Università in rivolta. Gli studenti organizzano occupazioni delle facoltà e cortei di protesta. I rettori di tutt’Italia firmano all’unanimità un documento per chiedere «di fermare la riforma sullo stato giuridico dei docenti». E’ un parlare corale quello delle università, perché il disagio attraversa tutti. Tocca la sensibilità dei ragazzi che denunciano la condizione in cui sono stati trascinati dalla riforma del «3 più 2». «Cosa possiamo imparare da moduli d’insegnamento fatti di 32 ore? Cosa dobbiamo fare se non riusciamo a entrare nel secondo ciclo di insegnamento a causa del numero chiuso? E non è violazione del diritto allo studio il fatto che le tasse sono aumentate del 110% in tre anni?», denunciano gli studenti della Sapienza di Roma che in dieci mila ieri hanno sfilato vicino all’ateneo. I ricercatori precari insistono sul disegno di legge Moratti, il provvedimento che «toglie la possibilità stessa di fare ricerca, visto che verranno bloccate tutte le assunzioni. Il nostro mestiere richiede continuità. C’è un totale e voluto interessamento a bloccare la formazione». Sempre ieri la conferenza dei rettori stila un documento all’unanimità per chiedere al legislatore «di modificare integralmente il decreto, che lede l’autonomia degli atenei sancita dalla costituzione» e ce l’hanno anche con la finanziaria : «Taglia i fondi e crea una miscela esplosiva che metterà a repentaglio l’equilibrio del sistema universitario». Su proposta del rettore di Roma La Sapienza, la Crui indice anche per il 19 ottobre una giornata di mobilitazione generale di tutti gli organi accademici per discutere e ribadire la posizione all’interno dei singoli atenei.
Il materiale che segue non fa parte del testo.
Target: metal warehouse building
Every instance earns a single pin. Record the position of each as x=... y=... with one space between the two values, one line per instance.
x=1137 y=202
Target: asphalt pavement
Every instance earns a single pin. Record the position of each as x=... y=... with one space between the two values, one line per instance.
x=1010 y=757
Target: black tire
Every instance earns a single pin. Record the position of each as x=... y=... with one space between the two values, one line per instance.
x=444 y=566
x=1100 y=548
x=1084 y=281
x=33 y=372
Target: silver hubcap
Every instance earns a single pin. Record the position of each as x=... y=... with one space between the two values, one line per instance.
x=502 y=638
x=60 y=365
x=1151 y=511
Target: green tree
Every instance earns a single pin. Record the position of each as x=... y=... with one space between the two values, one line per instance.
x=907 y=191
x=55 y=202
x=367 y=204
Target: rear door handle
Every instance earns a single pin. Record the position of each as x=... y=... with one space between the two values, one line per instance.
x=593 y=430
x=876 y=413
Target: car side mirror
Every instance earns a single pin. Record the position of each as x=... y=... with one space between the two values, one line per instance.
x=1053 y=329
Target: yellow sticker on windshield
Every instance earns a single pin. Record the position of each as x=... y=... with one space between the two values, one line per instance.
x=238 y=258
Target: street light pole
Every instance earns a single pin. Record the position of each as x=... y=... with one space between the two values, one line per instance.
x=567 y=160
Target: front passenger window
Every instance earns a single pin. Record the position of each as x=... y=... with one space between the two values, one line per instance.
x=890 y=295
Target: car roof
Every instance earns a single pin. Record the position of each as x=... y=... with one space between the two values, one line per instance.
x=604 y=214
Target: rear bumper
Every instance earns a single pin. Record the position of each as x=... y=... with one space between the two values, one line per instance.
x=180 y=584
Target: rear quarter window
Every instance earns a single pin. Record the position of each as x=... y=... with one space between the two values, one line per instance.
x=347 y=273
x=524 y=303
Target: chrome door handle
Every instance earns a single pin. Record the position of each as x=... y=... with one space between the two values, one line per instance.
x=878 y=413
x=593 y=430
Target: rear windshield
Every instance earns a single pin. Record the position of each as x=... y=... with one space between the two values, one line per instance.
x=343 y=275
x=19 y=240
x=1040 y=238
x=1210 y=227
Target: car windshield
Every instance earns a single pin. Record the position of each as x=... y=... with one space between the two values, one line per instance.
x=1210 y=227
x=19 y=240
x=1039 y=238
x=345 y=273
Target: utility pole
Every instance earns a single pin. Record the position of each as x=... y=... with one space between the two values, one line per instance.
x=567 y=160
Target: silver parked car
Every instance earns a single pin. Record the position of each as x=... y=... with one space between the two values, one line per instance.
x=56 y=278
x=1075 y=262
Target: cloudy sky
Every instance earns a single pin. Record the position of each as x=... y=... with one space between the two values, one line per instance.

Anche gli studenti sottolineano di continuo il collegamento tra il provvedimento Moratti e quello Tremonti. Il primo definisce la riforma a costo zero. «Senza oneri per lo stato» per dirla tecnicamente, «in modo da accelerare l’iter della fiducia sul disegno di legge» per dirla invece politicamente. E la manovra non solo non investe, ma decurta le risorse, visto che prevede una diminuzione del fondo di 55 milioni rispetto allo scorso anno e una decurtazione di 60 relativamente all’edilizia universitaria. E scarica sul bilancio degli atenei 210 milioni di oneri derivanti dagli adeguamenti negli stipendi del personale.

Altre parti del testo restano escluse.